With spring approaching, eyes at one office near DuBois are turning toward a pair of bald eagles once again.

We went looking for the birds and the bird watchers.

Some wildlife teachers and nearby employees say they’ve been watching the nest closely for a few years now.

“I’ve never thought about bald eagles at all until the nest was here,” says Kristy Smith, who works nearby.

But now, the Unilec employees are hooked. Without eagle eyes of their own, they use a scope to spot the flying couple.

“She’s obviously laid an egg or more than one egg. We can’t see from here,” says Smith.

“She’s been sitting on the nest now for a few weeks and he brings her food,” says Len Hawkins, who works nearby.

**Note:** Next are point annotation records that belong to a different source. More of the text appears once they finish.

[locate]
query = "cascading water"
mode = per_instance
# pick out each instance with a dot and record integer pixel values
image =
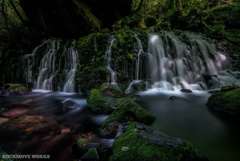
(53, 58)
(72, 57)
(177, 62)
(108, 57)
(47, 67)
(140, 51)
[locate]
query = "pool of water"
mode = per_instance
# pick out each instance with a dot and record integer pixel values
(47, 123)
(186, 115)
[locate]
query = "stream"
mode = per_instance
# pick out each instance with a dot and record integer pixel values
(186, 116)
(45, 122)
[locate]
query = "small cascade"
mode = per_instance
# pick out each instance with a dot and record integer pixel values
(72, 58)
(108, 56)
(177, 62)
(57, 66)
(47, 66)
(140, 51)
(30, 61)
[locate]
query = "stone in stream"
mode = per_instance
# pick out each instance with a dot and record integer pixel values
(129, 110)
(97, 104)
(227, 100)
(111, 130)
(141, 142)
(91, 155)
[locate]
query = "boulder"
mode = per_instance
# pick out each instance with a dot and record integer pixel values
(129, 110)
(141, 142)
(227, 100)
(111, 130)
(97, 104)
(91, 155)
(136, 86)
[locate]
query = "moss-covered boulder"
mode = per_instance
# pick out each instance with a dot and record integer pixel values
(107, 91)
(97, 104)
(141, 142)
(227, 100)
(91, 155)
(15, 89)
(128, 109)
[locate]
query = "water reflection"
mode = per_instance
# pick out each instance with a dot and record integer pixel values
(186, 116)
(46, 122)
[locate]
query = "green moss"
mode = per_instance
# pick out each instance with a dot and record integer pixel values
(228, 100)
(89, 15)
(150, 21)
(96, 102)
(91, 155)
(138, 149)
(121, 35)
(129, 109)
(82, 144)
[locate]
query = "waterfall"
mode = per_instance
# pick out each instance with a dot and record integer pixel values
(177, 62)
(108, 56)
(50, 59)
(47, 67)
(72, 57)
(140, 51)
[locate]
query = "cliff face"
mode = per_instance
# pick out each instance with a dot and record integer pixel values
(74, 18)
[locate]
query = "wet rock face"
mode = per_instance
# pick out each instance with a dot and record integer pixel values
(111, 130)
(15, 89)
(227, 100)
(73, 18)
(141, 142)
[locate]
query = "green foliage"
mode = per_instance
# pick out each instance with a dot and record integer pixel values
(139, 149)
(129, 109)
(228, 100)
(150, 21)
(96, 102)
(91, 155)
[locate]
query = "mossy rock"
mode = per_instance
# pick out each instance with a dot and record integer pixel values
(150, 21)
(128, 109)
(107, 91)
(228, 100)
(141, 142)
(91, 155)
(15, 89)
(97, 104)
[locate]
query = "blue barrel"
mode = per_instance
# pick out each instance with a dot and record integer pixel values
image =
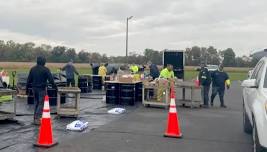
(127, 94)
(97, 82)
(112, 93)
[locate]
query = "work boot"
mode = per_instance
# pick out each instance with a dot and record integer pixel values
(36, 122)
(223, 106)
(205, 106)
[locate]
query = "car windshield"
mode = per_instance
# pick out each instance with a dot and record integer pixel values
(212, 66)
(265, 80)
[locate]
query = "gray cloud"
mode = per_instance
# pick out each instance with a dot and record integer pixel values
(100, 25)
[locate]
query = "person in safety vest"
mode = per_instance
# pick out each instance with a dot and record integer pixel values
(204, 78)
(167, 72)
(220, 79)
(134, 69)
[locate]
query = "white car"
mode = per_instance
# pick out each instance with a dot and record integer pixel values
(212, 67)
(255, 105)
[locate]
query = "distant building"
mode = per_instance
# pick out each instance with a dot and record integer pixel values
(259, 53)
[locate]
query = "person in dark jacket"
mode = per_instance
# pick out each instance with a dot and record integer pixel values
(70, 71)
(220, 79)
(95, 67)
(38, 77)
(204, 78)
(154, 71)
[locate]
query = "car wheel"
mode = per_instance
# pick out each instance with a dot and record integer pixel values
(246, 123)
(256, 145)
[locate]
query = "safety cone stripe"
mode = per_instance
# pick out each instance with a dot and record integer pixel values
(46, 105)
(46, 110)
(172, 110)
(46, 115)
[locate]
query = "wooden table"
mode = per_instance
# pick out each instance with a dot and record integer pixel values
(8, 114)
(147, 102)
(192, 87)
(68, 111)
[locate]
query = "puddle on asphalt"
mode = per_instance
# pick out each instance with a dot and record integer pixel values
(20, 135)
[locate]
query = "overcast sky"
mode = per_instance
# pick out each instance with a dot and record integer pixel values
(99, 25)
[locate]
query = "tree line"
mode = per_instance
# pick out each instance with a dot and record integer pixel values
(11, 51)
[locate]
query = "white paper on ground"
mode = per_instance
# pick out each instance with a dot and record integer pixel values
(77, 125)
(116, 111)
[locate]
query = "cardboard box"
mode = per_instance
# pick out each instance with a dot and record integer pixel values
(126, 78)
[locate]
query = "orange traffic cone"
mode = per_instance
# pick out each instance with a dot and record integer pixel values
(173, 128)
(45, 138)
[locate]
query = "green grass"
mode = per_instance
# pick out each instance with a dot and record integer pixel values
(189, 73)
(234, 75)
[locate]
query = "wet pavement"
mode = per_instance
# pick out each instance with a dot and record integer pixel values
(20, 135)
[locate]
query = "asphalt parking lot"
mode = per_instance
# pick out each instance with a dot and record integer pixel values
(204, 130)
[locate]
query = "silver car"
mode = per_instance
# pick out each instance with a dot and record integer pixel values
(255, 105)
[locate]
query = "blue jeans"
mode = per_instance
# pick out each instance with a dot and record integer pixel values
(205, 94)
(39, 94)
(220, 91)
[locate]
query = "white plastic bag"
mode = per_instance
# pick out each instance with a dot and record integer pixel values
(116, 111)
(77, 125)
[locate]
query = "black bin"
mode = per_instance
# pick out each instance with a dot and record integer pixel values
(85, 83)
(139, 92)
(112, 93)
(97, 82)
(127, 94)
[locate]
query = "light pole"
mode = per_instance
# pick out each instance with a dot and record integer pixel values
(128, 18)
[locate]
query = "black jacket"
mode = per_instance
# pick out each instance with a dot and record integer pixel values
(39, 76)
(204, 77)
(219, 78)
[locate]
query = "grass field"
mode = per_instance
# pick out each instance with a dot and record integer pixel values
(190, 72)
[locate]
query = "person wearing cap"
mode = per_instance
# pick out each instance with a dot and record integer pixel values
(102, 71)
(167, 73)
(204, 78)
(38, 77)
(134, 69)
(220, 79)
(154, 71)
(70, 71)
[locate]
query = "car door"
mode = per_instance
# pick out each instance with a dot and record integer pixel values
(251, 93)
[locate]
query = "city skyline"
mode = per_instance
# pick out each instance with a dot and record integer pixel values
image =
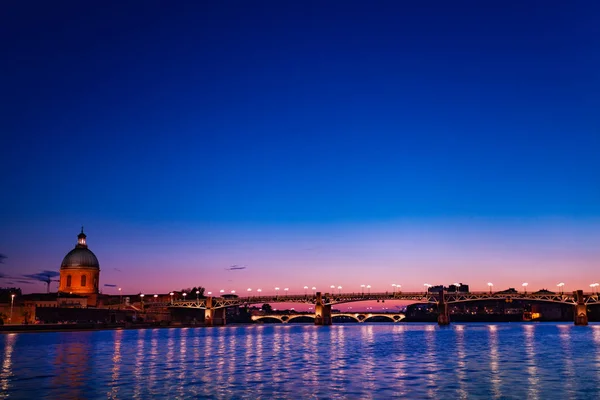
(366, 144)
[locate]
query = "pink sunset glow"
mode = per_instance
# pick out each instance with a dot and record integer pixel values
(408, 253)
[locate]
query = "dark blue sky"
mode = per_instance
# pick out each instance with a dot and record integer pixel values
(282, 111)
(340, 140)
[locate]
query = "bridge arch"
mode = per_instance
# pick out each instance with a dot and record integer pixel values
(270, 318)
(342, 315)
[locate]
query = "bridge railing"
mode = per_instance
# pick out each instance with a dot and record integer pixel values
(337, 298)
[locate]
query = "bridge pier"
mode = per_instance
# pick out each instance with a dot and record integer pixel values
(443, 315)
(580, 311)
(213, 316)
(322, 311)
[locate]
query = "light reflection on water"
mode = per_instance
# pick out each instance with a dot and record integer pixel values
(499, 361)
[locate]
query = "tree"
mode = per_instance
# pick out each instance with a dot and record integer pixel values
(267, 307)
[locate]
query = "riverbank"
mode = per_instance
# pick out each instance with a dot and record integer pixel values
(82, 327)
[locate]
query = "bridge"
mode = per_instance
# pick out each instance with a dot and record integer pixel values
(358, 317)
(215, 306)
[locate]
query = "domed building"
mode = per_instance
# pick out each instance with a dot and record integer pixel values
(80, 270)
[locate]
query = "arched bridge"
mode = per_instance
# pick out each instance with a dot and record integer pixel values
(215, 306)
(358, 317)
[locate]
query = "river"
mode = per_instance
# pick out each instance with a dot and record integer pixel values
(355, 361)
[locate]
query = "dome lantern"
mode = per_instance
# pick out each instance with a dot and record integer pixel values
(81, 243)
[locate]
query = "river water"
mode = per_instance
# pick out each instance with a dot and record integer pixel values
(356, 361)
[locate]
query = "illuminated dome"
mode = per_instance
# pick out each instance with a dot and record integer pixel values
(80, 256)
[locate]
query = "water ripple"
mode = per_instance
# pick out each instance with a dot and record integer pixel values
(367, 361)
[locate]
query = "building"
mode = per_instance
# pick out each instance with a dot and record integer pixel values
(80, 271)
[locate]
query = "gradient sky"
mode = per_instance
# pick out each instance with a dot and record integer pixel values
(316, 143)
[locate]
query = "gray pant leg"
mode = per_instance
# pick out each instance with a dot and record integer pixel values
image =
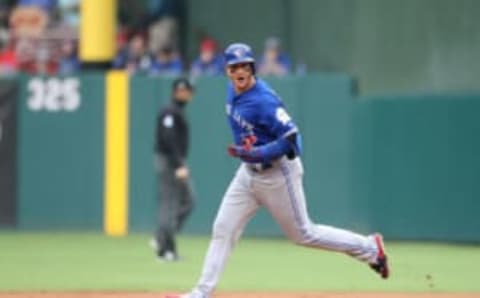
(176, 202)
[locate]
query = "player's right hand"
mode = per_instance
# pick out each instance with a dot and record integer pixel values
(182, 173)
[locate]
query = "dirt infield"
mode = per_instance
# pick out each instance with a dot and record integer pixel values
(238, 295)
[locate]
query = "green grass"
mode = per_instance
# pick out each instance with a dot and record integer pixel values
(81, 261)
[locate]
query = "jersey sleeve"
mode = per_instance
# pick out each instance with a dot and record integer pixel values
(275, 117)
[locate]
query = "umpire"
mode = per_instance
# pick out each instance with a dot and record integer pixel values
(171, 149)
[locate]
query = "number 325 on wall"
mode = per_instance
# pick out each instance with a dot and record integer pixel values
(53, 94)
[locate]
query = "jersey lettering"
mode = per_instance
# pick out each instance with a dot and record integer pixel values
(168, 121)
(283, 116)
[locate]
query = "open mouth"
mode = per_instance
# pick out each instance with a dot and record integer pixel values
(241, 79)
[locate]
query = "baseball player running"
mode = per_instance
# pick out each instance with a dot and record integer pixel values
(268, 143)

For four seasons, Penn State DuBois wildlife instructor Emily Thomas says she’s brought her animal identification class to see the nest.

Thomas says it used to be smaller, when it was home to great blue herons.

“There were scattered nests all throughout the trees and the bald eagles actually built on to one of those nests and that displaced the herons,” says Thomas.

“We got out and we looked for about five minutes to look and there was a female eagle on her legs in the nest,” says freshman Tyler Ferguson.

“She just sits down in it and you can kind of see the top of her head sometimes and the male is flying around,” says freshman Corinne Blossfeld.

Thomas says eagles used to be rare because the pesticide DDT thinned their egg shells, but their numbers have soared since being re-introduced in Pennsylvania in the ’80s.

She believes this pair must be at least four or five years old since they’re having young, and that they fledged three young in 2014 and two last year.

“They just look like a ball of gray fuzz for a while,” says Smith.

“When one of them brings food back, you’ll see their heads bop up and down and as they get bigger you get to see them, they turn black,” says Hawkins.

“I think it’s actually pretty cool because I’ve never gotten to see eagles out in the wild,” says Ferguson.

Thomas says even though the baby eagles are small, they grow to full size before leaving the nest.  We did not spot the eagles on Thursday, but we did get some pictures from bird watchers.